Thanks everyone for the kind words









as far as breeding, it would be a nice surprise, but i am not holding out for it. in fact it would be a huge surprise, and i really don't see it happening. who knows for sure though, just because not many keep adult serrasalmus together.


----------



## I Can Mate (Apr 8, 2010)

primetime3wise said:


> Thanks everyone for the kind words
> 
> 
> 
> ...


well if they do breed i call 1 out of the batch plz


----------



## primetime3wise (Sep 28, 2003)

lol, we can work out a structured payment plan.

seriously though...eh, you could have a bunch, it would be nice to see them a lot more common... but then no one serious about p's would want them! lmao


----------



## Ja'eh (Jan 8, 2007)

Very nice group and set up you have there.







How's the aggression towards one another? I've thought about getting a group of these together as well.

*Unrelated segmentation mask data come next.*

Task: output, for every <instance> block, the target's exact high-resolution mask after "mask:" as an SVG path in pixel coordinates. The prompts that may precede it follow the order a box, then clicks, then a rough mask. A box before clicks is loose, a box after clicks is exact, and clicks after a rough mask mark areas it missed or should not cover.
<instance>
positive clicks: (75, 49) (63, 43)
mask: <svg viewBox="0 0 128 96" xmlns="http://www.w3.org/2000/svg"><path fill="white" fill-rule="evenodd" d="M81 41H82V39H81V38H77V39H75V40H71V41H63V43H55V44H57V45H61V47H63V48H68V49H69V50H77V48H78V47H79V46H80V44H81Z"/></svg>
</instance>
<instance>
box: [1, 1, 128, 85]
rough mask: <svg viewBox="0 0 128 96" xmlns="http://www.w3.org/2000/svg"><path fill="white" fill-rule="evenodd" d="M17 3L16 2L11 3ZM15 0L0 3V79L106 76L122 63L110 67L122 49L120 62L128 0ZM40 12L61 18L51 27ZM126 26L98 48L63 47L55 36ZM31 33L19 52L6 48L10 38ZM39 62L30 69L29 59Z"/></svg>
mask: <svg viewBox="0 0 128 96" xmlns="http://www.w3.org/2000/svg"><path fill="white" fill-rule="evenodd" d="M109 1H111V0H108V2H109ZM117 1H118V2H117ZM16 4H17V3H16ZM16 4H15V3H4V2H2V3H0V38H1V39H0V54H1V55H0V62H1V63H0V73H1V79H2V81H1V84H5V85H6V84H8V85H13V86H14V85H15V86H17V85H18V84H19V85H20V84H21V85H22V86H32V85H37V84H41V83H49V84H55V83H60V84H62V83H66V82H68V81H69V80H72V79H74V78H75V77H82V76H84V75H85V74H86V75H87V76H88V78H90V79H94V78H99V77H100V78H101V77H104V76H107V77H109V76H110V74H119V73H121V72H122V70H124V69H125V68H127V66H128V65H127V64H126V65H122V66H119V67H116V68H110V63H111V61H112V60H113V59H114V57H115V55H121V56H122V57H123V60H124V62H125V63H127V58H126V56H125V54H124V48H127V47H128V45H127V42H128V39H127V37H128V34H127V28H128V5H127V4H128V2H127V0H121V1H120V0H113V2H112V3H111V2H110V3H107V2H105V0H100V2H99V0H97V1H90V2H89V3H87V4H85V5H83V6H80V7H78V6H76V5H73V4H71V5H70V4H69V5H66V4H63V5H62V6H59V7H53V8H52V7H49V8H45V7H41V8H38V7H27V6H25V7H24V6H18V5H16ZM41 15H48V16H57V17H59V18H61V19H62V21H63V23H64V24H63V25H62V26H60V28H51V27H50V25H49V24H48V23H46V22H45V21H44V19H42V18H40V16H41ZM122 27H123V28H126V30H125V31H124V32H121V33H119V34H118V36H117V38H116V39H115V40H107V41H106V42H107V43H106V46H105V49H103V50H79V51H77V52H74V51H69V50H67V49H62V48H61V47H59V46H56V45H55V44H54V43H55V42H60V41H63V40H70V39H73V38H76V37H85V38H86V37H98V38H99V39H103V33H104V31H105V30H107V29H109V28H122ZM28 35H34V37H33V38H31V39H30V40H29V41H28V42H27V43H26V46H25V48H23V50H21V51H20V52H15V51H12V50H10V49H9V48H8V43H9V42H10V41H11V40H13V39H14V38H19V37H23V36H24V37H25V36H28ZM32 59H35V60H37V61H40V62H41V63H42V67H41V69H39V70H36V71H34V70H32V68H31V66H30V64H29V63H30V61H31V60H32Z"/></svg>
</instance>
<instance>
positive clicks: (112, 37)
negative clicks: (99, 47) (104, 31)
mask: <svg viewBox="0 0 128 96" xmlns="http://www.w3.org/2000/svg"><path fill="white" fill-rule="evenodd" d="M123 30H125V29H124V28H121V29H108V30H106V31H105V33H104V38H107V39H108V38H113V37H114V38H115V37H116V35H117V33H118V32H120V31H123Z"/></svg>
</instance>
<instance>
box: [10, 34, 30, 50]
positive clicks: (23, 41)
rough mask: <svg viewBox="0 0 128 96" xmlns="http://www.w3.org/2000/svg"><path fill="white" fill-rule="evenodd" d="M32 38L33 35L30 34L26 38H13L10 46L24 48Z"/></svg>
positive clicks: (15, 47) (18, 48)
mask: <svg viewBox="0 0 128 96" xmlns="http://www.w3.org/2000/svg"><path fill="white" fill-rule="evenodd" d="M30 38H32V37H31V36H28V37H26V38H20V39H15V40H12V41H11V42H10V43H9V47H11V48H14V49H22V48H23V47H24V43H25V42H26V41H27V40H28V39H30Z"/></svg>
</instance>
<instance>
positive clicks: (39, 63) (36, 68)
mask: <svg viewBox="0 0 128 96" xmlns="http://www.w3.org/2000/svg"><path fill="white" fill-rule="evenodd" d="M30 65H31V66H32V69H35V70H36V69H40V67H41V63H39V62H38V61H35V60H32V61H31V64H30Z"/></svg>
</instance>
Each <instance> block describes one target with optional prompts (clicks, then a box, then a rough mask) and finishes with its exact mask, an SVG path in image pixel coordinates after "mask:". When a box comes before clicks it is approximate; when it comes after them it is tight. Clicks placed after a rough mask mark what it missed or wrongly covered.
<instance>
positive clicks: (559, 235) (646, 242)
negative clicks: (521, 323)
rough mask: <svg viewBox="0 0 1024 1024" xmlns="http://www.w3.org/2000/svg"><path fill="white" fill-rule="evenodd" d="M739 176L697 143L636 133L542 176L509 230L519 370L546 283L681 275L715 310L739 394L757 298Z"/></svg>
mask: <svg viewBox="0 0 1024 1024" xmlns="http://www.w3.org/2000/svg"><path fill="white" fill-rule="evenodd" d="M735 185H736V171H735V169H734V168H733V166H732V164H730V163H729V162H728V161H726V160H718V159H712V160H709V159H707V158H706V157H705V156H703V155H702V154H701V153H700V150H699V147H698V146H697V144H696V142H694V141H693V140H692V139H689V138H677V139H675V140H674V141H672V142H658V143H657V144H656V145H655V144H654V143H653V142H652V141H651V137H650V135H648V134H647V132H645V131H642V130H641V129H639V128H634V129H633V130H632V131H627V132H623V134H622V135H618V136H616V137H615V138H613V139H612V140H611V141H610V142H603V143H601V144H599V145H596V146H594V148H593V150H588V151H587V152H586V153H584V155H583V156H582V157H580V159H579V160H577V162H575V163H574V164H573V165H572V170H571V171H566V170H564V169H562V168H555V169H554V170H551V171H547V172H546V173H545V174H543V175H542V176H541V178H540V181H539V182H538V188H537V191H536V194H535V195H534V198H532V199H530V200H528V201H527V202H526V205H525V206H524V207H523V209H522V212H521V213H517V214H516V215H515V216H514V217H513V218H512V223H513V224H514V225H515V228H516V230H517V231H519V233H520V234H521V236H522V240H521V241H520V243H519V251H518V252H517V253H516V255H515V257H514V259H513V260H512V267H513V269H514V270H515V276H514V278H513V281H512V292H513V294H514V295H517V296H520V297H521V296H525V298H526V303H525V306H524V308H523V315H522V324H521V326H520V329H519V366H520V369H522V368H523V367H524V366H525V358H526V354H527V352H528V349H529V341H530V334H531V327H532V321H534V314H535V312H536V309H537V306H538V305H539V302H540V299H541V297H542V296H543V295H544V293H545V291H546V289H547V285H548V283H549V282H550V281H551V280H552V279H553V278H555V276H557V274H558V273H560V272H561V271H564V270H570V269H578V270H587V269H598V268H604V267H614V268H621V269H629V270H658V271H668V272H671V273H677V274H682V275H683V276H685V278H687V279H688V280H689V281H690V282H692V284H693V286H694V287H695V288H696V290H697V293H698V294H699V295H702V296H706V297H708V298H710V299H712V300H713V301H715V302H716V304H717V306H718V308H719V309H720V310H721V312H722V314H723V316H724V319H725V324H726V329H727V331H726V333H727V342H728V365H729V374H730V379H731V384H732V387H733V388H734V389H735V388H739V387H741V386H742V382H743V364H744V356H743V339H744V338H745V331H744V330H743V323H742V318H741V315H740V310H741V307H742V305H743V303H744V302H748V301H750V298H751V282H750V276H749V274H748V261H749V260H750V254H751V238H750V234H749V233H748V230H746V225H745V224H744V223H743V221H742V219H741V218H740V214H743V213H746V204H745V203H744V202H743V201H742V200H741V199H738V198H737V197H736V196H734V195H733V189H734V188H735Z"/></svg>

Oh by the way cool choice in music...Tool always rocks!


----------



## primetime3wise (Sep 28, 2003)

Ja said:


> Very nice group and set up you have there.
> 
> 
> 
> ...


thanks a lot.

the aggression level has gotten a lot better, recently. the first few weeks were a break in period and there was a lot of fin nipping and some of the more submissive ones actually had sizable, deep cuts to the body. it was the first time i saw that with a group of p's. with how quickly piranhas recover though, they all look pretty good now.

it was even worse when i started them out in the 125g...and i even lost one after i messed around with the decor...like really, really bad injuries that led to death.

like most serrasalmus, there is some differences in aggression and territoriality for each fish.


----------



## CyberGenetics (Mar 29, 2009)

that video makes me feel dizzy lol.

wicked tank and fish! impressive shoal


----------